Et le voilà qui va d’un côté et d’un autre, apporte les grands verres et descend dans la cave, monte au grenier, ouvre le garde-manger, remue pots et couvercles, laisse tomber les cuillers, verse d’une bouteille à l’autre, grimpe sous le toit pour prendre des andouilles fumées, court au jardin, etc., etc...
Tous ces apprêts, qui promettaient beaucoup à l’affamé soldat, le tenaient dans une attente continuelle; il croyait à chaque instant voir apparaître quelque plat superbe: il humait déjà l’air, l’eau lui venait à la bouche; il avait tous les tressaillements, tous les frissons de la convoitise; il se promettait un tel régal qu’il oubliait tout au monde, ou, pour mieux dire, il ne voyait le monde que confusément, à travers un amoncellement de pâtés, d’andouilles, de fromages, de viandes et autres friandises.

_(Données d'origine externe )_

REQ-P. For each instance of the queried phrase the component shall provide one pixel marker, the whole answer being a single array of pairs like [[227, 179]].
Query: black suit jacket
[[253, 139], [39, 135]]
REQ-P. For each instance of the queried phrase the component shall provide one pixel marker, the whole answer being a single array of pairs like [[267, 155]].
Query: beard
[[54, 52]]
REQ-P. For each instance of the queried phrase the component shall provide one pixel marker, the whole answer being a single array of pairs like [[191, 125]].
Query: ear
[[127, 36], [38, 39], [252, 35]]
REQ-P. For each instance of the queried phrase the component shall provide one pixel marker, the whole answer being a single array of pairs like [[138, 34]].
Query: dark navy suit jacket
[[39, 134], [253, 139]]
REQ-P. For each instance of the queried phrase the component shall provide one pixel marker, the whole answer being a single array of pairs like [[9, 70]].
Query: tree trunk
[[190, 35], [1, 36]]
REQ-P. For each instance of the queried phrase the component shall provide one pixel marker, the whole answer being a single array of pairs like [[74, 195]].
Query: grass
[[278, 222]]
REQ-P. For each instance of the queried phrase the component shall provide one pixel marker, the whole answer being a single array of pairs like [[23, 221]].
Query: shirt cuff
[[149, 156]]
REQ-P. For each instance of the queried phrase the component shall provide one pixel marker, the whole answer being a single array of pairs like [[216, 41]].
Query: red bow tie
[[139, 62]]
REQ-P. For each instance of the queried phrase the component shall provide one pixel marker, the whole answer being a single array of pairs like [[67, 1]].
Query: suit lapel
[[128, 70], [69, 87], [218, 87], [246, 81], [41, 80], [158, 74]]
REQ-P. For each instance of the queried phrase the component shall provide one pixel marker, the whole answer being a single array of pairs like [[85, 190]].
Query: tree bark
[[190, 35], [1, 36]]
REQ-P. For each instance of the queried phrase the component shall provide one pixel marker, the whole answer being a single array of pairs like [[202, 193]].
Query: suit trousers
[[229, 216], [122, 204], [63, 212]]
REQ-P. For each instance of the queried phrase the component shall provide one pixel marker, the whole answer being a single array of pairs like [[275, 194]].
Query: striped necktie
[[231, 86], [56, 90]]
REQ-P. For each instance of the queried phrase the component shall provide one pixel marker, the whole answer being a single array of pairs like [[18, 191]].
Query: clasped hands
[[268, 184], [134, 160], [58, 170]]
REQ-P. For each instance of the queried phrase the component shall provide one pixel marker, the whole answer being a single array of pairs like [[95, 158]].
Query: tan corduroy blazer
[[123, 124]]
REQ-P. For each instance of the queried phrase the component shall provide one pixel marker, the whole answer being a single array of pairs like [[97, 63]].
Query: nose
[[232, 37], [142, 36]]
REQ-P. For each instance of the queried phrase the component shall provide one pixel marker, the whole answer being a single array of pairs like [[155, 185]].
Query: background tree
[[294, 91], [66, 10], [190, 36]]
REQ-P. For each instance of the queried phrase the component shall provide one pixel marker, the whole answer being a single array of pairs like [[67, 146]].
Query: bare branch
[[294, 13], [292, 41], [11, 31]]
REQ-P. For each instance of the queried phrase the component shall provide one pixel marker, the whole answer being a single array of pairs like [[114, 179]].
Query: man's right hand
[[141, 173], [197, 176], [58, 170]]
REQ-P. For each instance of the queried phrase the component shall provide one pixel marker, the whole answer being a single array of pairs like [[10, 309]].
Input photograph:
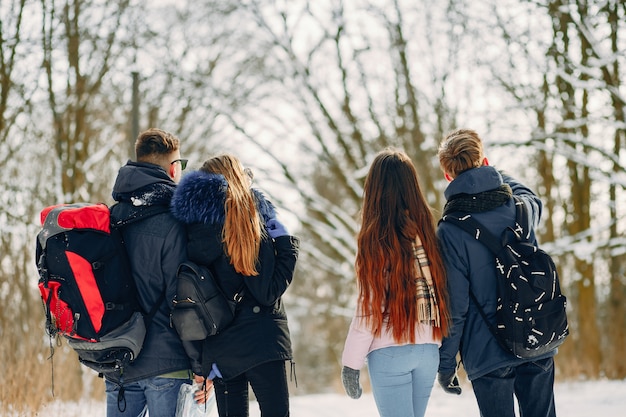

«Écoute donc, écoute, barine[4], ne te donne pas tant de peine, disait-il de temps en temps. Je serai content de peu... je veux dire, je serai content de ce que je vois là-bas... Oui, je serai content.
—Non, non, répondait le vieux Knich, non! permettez que je vous présente quelque chose de convenable! Permettez-moi, monsieur... puis-je demander votre nom?
—Je me nomme Ivan,» répondit le soldat avec un soupir, mais tout à fait désarmé par la franche hospitalité du vieux campagnard.
«Eh bien, monsieur Ivan, il faut me permettre de vous présenter ce qu’il y a de meilleur dans ma pauvre maisonnette! Il le faut, il le faut: vous ne voulez point affliger un vieillard, n’est-ce pas? Vous goûterez un peu de mes andouilles... et de mes jambons aussi... et puis de mes fromages... Vous verrez.
—Mais, nous autres militaires, nous ne sommes pas habitués à des délicatesses. Si la faim peut être apaisée, nous sommes contents, disait Ivan.
—Bien sûr, bien sûr, monsieur Ivan, bien sûr. Oh! la vie militaire est dure! J’en ai entendu parler. Eh bien, raison de plus pour essayer de vous régaler un peu... Oui, oui, croyez-moi!»